Não sei se tal lei existe. Se existir, foi outra criada sem respaldo no interesse público, princípio da Constituição que prevalece sobre os interesses da própria Administração Pública, quando em conflito com fundamentos como os do ingresso na atividade pública por meio de concurso, da igualdade e da moralidade.

Se fosse um dos legitimados processuais (a OAB, por exemplo) ingressaria com uma ação direta de inconstitucionalidade para afastar eventual norma que permitiu esse tipo nefasto de contratação.

E mais. Fosse o juiz e escreveria ao final da decisão um lamente-se no lugar do cumpra-se!

Se a situação ocorre há décadas, porque um governo que se rotula popular não acaba com a farra?
Onde está o Legislativo que deixa transfigurar completa falta de interesse pela matéria? Acaso os seus representantes também possuem parentes nessa condição?

Certamente não foi isso que o presidente da República imaginou quando aprovou o slogan (frase de efeito) "Brasil, um País de todos".

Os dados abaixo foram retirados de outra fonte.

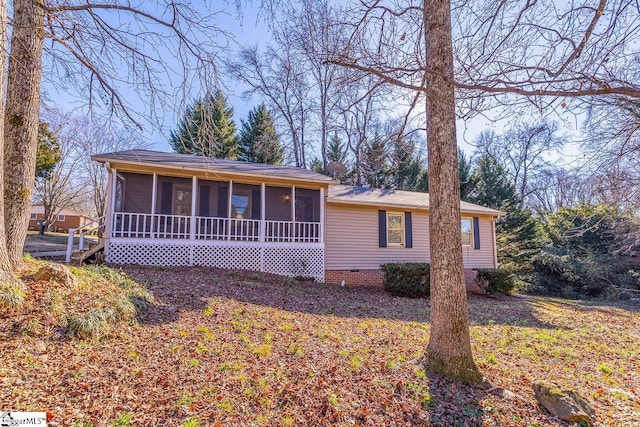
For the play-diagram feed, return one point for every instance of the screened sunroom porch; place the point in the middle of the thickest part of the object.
(154, 206)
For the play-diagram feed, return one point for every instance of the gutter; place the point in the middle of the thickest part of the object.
(108, 161)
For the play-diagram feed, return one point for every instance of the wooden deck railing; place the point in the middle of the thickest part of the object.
(161, 226)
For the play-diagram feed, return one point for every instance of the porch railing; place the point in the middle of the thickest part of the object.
(161, 226)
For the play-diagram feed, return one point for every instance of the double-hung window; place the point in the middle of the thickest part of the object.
(395, 229)
(467, 231)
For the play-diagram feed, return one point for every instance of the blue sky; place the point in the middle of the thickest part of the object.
(248, 30)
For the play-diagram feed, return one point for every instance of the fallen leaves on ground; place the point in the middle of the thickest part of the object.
(228, 348)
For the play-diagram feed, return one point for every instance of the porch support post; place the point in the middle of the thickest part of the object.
(108, 213)
(263, 199)
(154, 195)
(321, 231)
(263, 225)
(194, 198)
(292, 233)
(192, 220)
(229, 209)
(112, 201)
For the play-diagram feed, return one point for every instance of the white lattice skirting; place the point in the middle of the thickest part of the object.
(306, 261)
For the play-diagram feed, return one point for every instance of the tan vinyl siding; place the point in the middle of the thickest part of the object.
(137, 192)
(483, 257)
(352, 239)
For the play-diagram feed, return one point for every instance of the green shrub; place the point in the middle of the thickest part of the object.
(496, 281)
(406, 279)
(12, 296)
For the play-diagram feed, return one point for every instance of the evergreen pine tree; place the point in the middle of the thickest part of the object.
(375, 168)
(465, 169)
(406, 166)
(335, 150)
(518, 234)
(259, 141)
(207, 129)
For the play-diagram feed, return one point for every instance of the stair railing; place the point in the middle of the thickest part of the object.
(85, 230)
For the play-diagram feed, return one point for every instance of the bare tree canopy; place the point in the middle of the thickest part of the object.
(491, 54)
(535, 49)
(131, 59)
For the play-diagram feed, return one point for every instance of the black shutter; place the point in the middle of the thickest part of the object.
(408, 239)
(167, 198)
(223, 200)
(204, 201)
(382, 229)
(255, 204)
(476, 233)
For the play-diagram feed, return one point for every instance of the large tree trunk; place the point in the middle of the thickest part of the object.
(21, 121)
(6, 271)
(449, 348)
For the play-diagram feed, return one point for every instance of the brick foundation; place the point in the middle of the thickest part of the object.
(376, 277)
(354, 277)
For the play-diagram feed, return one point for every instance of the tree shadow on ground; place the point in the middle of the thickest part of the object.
(178, 289)
(454, 403)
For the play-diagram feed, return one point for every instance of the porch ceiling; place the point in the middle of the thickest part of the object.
(147, 159)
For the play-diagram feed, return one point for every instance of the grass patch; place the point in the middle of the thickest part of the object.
(12, 296)
(289, 354)
(104, 298)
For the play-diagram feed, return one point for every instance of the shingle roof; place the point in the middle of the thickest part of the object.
(208, 164)
(393, 198)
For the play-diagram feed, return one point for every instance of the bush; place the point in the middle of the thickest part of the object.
(496, 281)
(407, 279)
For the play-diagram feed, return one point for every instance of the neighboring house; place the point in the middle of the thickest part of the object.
(66, 219)
(175, 209)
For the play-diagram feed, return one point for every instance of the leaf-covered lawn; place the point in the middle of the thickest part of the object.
(239, 348)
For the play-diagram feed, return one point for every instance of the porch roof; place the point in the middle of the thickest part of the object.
(394, 198)
(187, 162)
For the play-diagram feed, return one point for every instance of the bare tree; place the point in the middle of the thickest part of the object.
(516, 53)
(277, 77)
(310, 32)
(154, 44)
(7, 278)
(523, 150)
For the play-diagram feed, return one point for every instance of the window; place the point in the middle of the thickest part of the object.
(119, 197)
(467, 231)
(395, 229)
(181, 200)
(245, 201)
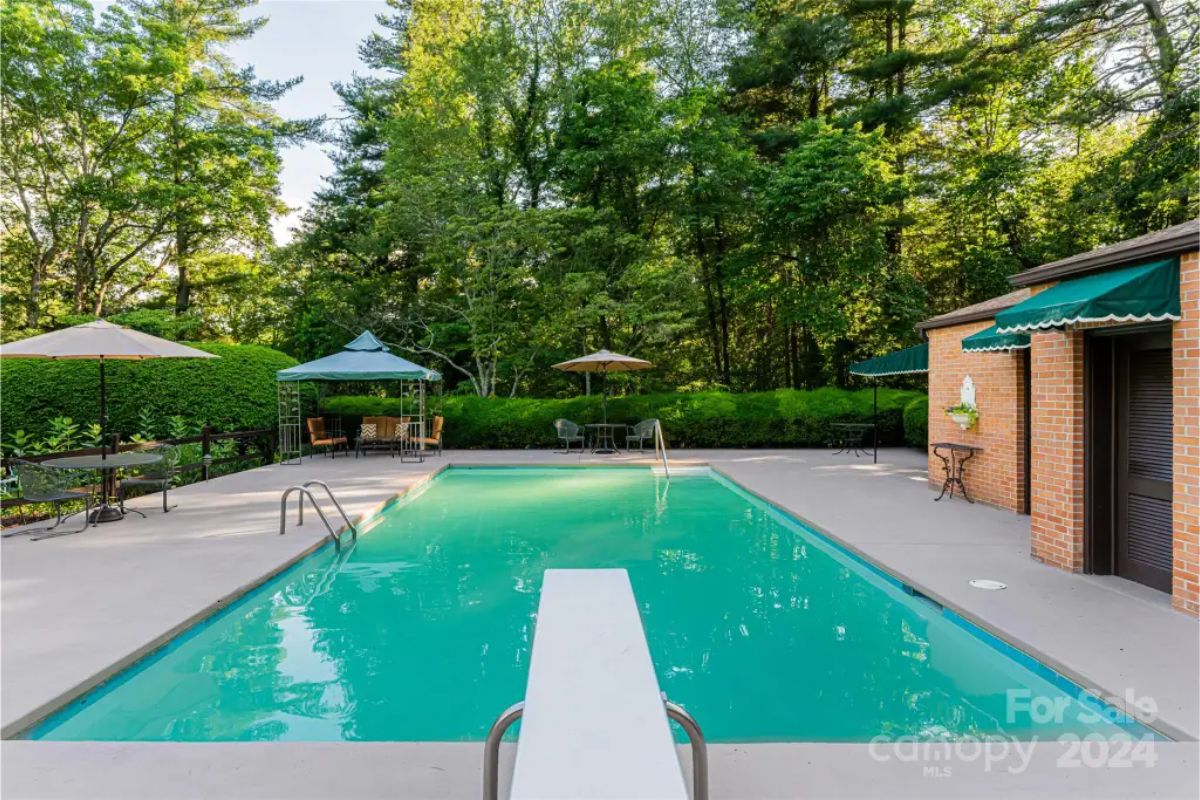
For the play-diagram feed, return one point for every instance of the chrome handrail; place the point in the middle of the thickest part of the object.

Parece que o Brasil é, sim, um País de tolos, ou seja, de pessoas e instituições que não movimentam uma palha para mudar circunstâncias iguais a esta ou quando o fazem é somente para assegurar-lhes algum benefício.

Anônimo disse...

Como é que pode? Alem de tudo - favorecimento, falta de ética, engessamento para se contrapor ao governo -, quem vai demitir essa temporária? O outro governo? Tem um montão se segurando ai. E os concursados, como ficam? E nós, continuamos pagando essa boa vida!

Anônimo disse...

Esse é o tal "Governo Popular".
Na verdade verdadeira, é "Governo Pra Pular"!!!
Na "Terra de Direitos": direito de nomear parentada; apaninguados; aspones; direito de gerar "emprego e renda" pros cumpanherus...e por aí vai.
E pensar que era "governo da mudança".
Mudou; o que era ruim ficou péssimo!

Anônimo disse...

Anônimos, o governo é verdadeiramente popular: para o povo do PT.

Anônimo disse...

Kd o Ministério Público junto ao Tribunal de Contas do Estado? Não vai fazer nada? Cuidado, porque qualquer dia etarão CONTRATANDO promotor temporário. Acham impossível? Não duvido de mais nada. Nesta TERRA DE DIREITOS (VIOLADOS) TUDO PODE, TUDO É PERMITIDO, TUDO É PERDOADO.

Anônimo disse...

Que vergonha, ZÉ Raimundo!

Anônimo disse...

Um cargo de importância estratégica para o estado, só poderia ser preechido através de concurso público e de títulos, mas pelo que parece, o governo rasgou a constituiçao federal e o espetáculo dos horrores nepotistas continua.